WASHINGTON — Last week, a group of Democrats on an oversight committee in the US House of Representatives initiated an investigation into the US Department of Health and Human Services (HHS) response to the highly pathogenic avian influenza (HPAI) outbreak.
Representatives Raja Krishnamoorthi, Gerald Connolly, Emily Randall, Lateefah Simon and Wesley Ball sent a letter to HHS Secretary Robert F. Kennedy Jr. asking how the agency would address avian flu, which included associated costs and coordination with other federal agencies.

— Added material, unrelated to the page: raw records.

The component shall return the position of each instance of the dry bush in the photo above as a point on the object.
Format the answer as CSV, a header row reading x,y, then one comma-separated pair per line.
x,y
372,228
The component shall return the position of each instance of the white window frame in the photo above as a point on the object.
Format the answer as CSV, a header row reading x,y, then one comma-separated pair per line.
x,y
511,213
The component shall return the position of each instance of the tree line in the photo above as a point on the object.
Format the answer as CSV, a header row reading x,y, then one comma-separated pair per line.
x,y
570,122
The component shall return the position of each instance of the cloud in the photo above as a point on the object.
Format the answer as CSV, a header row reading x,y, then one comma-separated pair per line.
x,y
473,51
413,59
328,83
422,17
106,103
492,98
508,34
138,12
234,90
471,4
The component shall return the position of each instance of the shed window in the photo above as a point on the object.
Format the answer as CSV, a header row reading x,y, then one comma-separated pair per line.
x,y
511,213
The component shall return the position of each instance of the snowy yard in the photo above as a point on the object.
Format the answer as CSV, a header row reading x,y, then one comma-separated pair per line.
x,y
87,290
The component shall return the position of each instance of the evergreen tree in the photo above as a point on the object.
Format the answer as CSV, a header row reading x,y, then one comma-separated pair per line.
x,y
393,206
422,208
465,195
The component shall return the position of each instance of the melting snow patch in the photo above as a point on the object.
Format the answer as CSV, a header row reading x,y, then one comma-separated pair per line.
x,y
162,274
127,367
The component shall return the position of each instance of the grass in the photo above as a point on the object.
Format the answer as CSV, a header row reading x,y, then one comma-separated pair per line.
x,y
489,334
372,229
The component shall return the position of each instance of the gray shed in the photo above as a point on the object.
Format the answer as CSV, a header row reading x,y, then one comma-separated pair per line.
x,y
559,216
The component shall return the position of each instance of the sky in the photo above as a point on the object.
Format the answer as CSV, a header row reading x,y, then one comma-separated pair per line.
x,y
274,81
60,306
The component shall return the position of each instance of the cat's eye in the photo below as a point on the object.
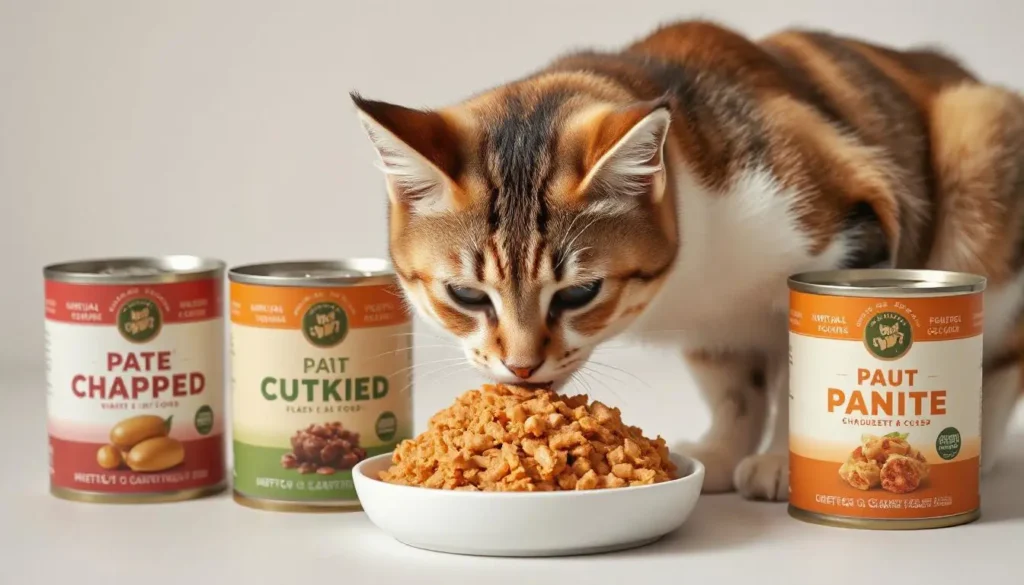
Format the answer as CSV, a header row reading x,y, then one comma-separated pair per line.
x,y
468,297
577,296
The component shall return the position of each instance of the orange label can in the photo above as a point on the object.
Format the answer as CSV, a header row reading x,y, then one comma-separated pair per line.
x,y
885,398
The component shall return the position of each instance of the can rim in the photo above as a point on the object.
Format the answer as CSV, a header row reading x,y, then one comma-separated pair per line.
x,y
887,283
357,272
172,268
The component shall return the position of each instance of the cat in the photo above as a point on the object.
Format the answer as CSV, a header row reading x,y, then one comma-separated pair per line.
x,y
677,183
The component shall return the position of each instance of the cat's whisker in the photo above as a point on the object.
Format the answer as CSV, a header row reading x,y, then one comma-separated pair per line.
x,y
594,375
634,376
463,363
582,383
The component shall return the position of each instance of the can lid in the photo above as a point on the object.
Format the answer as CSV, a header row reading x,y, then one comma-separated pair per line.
x,y
887,283
131,270
352,272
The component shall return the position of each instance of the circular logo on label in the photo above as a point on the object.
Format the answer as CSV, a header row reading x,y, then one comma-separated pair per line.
x,y
325,324
204,420
888,335
139,320
387,425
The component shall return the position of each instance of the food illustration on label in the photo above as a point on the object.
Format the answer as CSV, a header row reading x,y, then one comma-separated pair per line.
x,y
141,444
888,462
324,449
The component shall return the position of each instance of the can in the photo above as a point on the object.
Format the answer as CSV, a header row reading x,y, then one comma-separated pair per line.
x,y
135,374
885,398
321,377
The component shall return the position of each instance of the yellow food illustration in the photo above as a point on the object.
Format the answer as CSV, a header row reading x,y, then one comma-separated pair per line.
x,y
141,444
131,431
156,455
888,462
109,457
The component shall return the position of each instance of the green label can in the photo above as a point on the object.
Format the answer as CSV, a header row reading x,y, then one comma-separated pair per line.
x,y
321,374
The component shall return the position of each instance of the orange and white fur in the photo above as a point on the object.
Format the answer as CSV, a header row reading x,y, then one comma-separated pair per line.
x,y
698,169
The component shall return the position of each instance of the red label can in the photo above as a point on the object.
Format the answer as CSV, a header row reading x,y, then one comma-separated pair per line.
x,y
135,376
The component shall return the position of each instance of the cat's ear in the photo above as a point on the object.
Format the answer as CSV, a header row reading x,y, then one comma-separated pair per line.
x,y
625,156
419,154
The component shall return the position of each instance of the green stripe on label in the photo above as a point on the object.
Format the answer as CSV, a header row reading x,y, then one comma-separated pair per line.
x,y
258,473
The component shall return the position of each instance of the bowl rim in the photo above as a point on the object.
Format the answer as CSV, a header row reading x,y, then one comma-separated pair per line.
x,y
696,469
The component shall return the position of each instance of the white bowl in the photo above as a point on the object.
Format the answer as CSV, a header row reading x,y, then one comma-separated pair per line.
x,y
527,524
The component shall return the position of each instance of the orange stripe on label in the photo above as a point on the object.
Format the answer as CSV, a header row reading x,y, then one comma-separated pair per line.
x,y
886,322
949,489
294,307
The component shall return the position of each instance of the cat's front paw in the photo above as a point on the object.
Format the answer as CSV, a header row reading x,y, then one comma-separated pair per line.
x,y
719,466
764,476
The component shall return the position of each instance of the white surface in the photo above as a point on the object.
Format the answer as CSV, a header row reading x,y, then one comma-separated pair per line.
x,y
46,540
540,524
224,128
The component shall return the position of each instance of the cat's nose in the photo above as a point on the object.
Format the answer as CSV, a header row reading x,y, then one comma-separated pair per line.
x,y
523,371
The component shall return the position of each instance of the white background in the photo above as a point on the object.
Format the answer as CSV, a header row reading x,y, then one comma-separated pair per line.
x,y
224,129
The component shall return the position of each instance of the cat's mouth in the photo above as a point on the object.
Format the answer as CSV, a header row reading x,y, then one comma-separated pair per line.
x,y
536,385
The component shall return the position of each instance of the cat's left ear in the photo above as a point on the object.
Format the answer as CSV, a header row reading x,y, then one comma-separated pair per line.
x,y
625,154
419,154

The group pointed out a previous statement Kennedy made regarding the “possibility of letting [avian flu] run through the flock so that we can identify the birds, and preserve the birds, that are immune to it.”
“Allowing avian flu to ravage flocks across the country is dangerous and reckless, and is an approach unsupported by scientists, public health officials and veterinarians,” the members wrote in the letter. “This ‘strategy’ also coincides with the emergence of a new strain of a highly pathogenic bird flu known as H7N9, which surfaced at a poultry farm in Mississippi earlier this month and led to the deaths of 46,000 birds.”
Democrats also raised some concerns about Agriculture Secretary Brooke Rollins’s position regarding immunities for the bird flu outbreak. The US Department of Agriculture (USDA) introduced a $1 billion HPAI plan in February, which included vaccine and therapeutic solutions among other factors in its approach.
The letter requested documents and communications between various federal agencies on the HPAI response, including the HHS, USDA, Centers for Disease Control and Prevention, and the National Institute of Health.
A full list of requested information is available here.
House members asked for a response by April 18. HHS did not immediately respond to a request for comment.